The subject of the research project includes a development of a method of a hoisting machine pulley design, using strength analyses, based on the Finite Elements Method (FEM) and dynamic analyses, using a mathematical model, describing a mine shaft hoist.

The developed mathematical models, describing dynamics of a shaft hoist, will be used for a determination of loads, changeable in time, which will become boundary conditions in the strength analysis conducted with the Finite Elements Method (FEM).

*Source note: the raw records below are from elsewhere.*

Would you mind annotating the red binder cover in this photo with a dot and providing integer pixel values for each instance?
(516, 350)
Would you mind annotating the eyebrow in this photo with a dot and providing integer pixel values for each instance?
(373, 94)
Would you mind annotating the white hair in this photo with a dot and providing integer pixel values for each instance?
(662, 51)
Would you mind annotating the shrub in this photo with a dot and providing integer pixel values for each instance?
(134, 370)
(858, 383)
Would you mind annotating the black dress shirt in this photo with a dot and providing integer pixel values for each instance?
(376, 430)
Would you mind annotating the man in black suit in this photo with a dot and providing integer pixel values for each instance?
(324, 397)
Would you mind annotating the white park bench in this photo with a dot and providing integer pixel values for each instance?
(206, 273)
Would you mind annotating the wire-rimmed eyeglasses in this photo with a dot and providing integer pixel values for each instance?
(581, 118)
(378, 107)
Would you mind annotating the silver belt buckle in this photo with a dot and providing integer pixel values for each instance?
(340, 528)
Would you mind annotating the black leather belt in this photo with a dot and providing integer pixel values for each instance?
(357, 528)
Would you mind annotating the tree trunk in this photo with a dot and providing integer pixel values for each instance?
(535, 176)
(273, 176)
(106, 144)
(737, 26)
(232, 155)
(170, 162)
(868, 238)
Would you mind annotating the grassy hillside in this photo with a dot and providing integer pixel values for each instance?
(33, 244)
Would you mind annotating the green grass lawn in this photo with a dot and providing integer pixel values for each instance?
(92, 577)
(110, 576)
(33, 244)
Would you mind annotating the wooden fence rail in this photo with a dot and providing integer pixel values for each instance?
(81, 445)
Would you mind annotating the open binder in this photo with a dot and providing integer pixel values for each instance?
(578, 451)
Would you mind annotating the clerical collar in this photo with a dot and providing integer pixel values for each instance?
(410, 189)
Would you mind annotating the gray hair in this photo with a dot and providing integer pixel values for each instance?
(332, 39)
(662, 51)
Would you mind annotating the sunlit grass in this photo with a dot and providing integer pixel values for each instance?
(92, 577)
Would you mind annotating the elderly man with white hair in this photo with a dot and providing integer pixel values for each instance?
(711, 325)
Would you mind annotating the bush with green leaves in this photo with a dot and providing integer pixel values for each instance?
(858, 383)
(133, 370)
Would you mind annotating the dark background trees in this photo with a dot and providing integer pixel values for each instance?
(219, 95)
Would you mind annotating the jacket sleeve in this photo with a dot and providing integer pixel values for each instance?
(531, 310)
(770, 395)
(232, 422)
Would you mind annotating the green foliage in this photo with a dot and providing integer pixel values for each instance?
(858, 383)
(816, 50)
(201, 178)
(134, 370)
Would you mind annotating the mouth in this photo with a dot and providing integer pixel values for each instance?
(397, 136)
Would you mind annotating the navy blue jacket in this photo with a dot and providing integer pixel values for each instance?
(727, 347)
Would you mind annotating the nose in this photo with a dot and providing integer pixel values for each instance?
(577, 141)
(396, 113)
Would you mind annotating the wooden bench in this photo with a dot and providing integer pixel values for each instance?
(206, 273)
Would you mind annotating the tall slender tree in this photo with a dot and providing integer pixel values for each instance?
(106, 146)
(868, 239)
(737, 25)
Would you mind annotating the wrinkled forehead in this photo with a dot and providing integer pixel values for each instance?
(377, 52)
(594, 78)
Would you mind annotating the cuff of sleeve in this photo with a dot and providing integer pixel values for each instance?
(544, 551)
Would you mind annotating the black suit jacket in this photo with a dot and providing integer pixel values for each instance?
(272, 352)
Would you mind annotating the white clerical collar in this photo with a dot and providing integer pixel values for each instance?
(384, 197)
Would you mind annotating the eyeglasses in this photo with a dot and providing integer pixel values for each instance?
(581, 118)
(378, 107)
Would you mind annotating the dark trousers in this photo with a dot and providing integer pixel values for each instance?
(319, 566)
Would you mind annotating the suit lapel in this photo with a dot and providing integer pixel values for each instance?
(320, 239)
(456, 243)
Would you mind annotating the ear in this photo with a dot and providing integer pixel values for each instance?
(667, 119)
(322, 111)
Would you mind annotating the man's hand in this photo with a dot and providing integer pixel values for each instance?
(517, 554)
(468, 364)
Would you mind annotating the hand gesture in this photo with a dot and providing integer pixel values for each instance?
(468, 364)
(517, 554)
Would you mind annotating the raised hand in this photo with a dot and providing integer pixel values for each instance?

At present the Finite Elements Method is commonly used for strength analyses of hoisting machine components, in particular of a pulley. The analytical methods, used up to the present time, for determining the boundary conditions of loads in a pulley strength analysis are simplified to a significant extent and thus inaccurate. Traditional methods of determining loads omit several, essential parameters connected with operational dynamics of a mine shaft hoist such as: a hoist operational speed, a position of conveyances, elasticity of hoisting and balance ropes. These dynamic parameters are considered in the mathematical modelling process of a mine shaft hoist. Basing on such models it is possible to determine a character of changes and values of loads during an operation of a hoisting machine in a significantly more accurate manner than in the case of traditional analytical methods, which enables to conduct a more accurate strength analysis of hoisting machine components, in particular of a pulley.